A Klingon Gatekeeper
Take away the Star Trek skin and the 1993 VCR game Star Trek TNG: A Klingon Challenge looks a whole lot like Nightmare. The “host,” a Klingon warrior named Kavok (played by actor Robert O’Reilly, who occasionally appeared in the series as Klingon Chancellor Gowron), hijacks the Enterprise and barks commands and insults at players throughout the game. Kavok even demands players respond with “Yes, Captain Kavok!” which is a slightly sillier exclamation than “Yes, my Gatekeeper!” because it involves slapping a Star Trek communicator sticker every few minutes. You wear the sticker on your chest.
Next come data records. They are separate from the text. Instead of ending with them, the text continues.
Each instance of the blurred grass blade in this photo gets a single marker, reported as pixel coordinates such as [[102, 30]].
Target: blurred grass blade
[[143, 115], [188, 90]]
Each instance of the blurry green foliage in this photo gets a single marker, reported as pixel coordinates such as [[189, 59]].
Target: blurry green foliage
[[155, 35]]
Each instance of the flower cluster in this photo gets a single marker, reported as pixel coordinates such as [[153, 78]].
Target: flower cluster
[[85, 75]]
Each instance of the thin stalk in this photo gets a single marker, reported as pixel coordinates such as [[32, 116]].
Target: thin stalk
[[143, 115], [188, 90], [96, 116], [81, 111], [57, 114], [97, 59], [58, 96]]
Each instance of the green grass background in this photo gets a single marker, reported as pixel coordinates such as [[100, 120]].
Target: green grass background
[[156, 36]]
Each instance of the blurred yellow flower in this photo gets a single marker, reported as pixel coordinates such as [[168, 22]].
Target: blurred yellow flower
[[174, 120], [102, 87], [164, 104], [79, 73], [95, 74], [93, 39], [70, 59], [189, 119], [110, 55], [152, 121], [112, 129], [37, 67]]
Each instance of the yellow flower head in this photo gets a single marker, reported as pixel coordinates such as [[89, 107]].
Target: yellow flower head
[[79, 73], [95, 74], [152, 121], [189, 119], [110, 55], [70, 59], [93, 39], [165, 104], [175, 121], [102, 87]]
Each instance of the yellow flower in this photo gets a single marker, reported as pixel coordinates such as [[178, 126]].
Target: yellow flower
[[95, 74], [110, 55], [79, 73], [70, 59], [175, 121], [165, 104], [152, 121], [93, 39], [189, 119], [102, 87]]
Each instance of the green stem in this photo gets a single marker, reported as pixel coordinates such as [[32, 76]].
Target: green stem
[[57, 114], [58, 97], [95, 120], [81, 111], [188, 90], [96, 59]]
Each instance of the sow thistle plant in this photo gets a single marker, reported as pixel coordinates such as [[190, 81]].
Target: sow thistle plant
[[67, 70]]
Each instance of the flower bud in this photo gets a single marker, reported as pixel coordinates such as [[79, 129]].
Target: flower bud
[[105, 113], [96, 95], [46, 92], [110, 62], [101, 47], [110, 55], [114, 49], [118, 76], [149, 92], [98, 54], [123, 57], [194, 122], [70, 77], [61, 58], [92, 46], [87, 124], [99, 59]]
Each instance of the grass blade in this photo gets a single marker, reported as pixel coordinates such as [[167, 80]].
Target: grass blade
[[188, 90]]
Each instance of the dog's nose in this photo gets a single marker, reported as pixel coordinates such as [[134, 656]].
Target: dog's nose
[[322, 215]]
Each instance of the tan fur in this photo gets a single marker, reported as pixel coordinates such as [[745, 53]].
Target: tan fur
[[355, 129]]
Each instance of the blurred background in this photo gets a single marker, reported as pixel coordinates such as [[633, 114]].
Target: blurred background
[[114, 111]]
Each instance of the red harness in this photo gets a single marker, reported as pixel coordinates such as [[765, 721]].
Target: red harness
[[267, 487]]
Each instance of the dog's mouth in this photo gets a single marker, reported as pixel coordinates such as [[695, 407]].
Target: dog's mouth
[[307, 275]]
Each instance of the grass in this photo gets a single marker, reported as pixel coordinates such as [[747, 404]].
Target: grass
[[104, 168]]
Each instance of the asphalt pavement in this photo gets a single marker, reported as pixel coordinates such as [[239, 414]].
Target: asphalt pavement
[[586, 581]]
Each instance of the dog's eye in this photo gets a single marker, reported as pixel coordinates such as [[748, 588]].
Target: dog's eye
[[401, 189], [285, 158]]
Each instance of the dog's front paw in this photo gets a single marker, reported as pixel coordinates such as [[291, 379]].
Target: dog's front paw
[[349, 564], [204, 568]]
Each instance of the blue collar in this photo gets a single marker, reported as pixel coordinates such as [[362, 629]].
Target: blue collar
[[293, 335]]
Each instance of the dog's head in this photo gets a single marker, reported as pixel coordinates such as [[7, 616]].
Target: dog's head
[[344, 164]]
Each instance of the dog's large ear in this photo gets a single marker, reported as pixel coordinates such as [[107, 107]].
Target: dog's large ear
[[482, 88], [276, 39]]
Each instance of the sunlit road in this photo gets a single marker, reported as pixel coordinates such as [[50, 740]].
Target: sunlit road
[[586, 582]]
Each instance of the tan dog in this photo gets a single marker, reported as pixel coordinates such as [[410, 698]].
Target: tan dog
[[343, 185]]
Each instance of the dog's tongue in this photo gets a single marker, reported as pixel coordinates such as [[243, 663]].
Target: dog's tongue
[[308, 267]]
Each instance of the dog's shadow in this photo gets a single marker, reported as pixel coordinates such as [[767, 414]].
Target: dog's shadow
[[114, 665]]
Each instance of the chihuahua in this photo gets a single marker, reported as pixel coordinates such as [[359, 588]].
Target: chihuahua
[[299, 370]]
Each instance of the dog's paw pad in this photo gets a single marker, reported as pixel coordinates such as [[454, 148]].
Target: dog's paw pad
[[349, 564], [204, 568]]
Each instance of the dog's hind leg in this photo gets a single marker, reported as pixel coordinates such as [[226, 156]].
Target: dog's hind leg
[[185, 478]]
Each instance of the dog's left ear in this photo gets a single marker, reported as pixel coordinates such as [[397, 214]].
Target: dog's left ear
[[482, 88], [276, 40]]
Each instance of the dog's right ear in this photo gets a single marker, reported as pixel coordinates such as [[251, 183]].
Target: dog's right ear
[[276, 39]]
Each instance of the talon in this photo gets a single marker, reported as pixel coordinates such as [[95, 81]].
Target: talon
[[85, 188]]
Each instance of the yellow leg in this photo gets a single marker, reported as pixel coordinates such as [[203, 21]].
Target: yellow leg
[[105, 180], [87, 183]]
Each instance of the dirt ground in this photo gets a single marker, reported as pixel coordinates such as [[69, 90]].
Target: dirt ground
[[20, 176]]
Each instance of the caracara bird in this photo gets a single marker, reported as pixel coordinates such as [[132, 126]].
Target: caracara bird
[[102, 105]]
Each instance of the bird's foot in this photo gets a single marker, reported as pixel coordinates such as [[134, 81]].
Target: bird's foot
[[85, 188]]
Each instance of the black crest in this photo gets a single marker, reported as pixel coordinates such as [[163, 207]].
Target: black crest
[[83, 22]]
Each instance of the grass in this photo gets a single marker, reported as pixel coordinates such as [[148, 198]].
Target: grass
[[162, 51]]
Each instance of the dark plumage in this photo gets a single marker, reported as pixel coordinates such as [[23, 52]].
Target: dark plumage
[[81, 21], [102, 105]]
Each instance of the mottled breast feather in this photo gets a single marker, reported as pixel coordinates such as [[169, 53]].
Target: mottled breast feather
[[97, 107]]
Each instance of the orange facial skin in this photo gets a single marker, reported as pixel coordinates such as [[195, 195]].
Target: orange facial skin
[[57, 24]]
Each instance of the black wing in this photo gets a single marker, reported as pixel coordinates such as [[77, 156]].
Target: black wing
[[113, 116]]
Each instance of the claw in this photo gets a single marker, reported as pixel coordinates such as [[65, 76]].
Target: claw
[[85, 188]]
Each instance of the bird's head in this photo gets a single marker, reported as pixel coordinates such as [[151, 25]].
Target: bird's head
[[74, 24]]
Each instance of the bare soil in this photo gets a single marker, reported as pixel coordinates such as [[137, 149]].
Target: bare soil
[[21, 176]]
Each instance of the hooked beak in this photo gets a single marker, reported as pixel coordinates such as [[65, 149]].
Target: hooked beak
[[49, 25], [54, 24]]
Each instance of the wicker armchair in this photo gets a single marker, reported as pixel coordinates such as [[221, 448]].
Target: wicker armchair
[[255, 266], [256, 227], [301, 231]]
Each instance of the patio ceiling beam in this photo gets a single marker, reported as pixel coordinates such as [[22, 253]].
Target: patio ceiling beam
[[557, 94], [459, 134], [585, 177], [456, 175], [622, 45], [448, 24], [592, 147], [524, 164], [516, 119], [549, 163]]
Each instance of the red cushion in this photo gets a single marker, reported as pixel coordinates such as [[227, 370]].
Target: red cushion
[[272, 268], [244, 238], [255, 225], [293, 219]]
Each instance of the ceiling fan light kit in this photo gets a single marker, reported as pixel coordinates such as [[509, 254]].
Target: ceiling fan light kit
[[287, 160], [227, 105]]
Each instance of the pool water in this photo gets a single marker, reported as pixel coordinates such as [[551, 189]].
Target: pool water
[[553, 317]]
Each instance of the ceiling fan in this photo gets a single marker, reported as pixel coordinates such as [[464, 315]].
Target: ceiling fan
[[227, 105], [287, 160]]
It’s really, really nerdy.
A Klingon Challenge was filmed on the Next Generation set, so it at least looks authentic. O’Reilly’s over-the-top performance, a script packed with Terminator 2 references and exclamations like “Experience Bij!” and recycled CG footage make the game seem more unintentionally hammy than the tongue-in-cheek Nightmare. But the game structure is identical: players collect five isolinear chips and a phaser instead of six keys, and computer access cards offer the same kinds of time-based interrupts that allow players to sabotage one another. Time ticks down from 60 minutes, and at 00:00 Gowron Kavok uses the hijacked Enterprise to start an interstellar war between the Klingon Empire and the Federation.
Star Wars: The Interactive Video Board Game, released in 1996, again aped Nightmare’s design with Darth Vader issuing commands and insulting players. Nightmare’s greatest strength was the replayability it offered through a variety of expansions. Both the Star Wars and Star Trek VHS games were one-off creations far more predictable than electronic board games like Dark Tower; Nightmare, at least, offered multiple hosts and sets of cards over its run.
But even that wasn’t enough to keep the VCR game genre alive for much longer. Before DVDs became popular, VHS games were disappearing from the market, and even A Couple ‘A Cowboys were watching new technologies and the expanding video game market.
Video Home System Obsolescence
“Computer games became our greatest competitors as kids moved away from traditional boardgames to computer screens,” wrote Tanner. “Games like DOOM certainly changed the landscape.”
Clements actively followed the development of new technology (and still does–he shoots with a RED EPIC at Platinum HD), but was adamant that Nightmare not be turned into another “shoot em up” in the vein of DOOM. A Couple ‘A Cowboys worked on a video game adaptation of Nightmare in the 1990s, but the technology wasn’t powerful enough to handle what they were after.
“We’d actually designed a game for CD-i, and when we went and saw the technology it was definitely better technology for video,” Clements explained. “It would’ve been a great game on CD-i, but that fell over. We moved it across to CD-ROM but that just didn’t have the rendering power that we needed. … Back then, you couldn’t do it. Gatekeeper would come back and taking five seconds to load, you couldn’t deliver a shock. Excuse me! I’m going to scare you in five seconds.
Though DVD rentals didn’t top VHS until 2003, VCR games seemed to have all but disappeared by the late 90s. Tapes were too commonplace to serve as a viable hook, at that point, and video games were far more advanced than linear VHS tapes. When DVD came around, Tanner launched a new version of Nightmare. Atmosfear: The DVD Board Game came out in 2003 and managed to sell over 600,000 copies. Despite the massive boost in storage capacity and ability to skip around a DVD at will, the platform mostly played host to trivia games.
Atmosfear, on the other hand, used chapters to randomize when the Gatekeeper would appear and what he’d say. VIdeo really could offer a different play experience every time–it just took a couple decades to get to that point.
Interested in the tacky, goofy video that game designers paired with their board games? Most of them are easy to find on Youtube. If you want to play along, eBay a copy of the board and don’t worry about digging the VCR out of the closet. Check out Clue, A Klingon Challenge, Nightmare, and DragonStrike for laughs.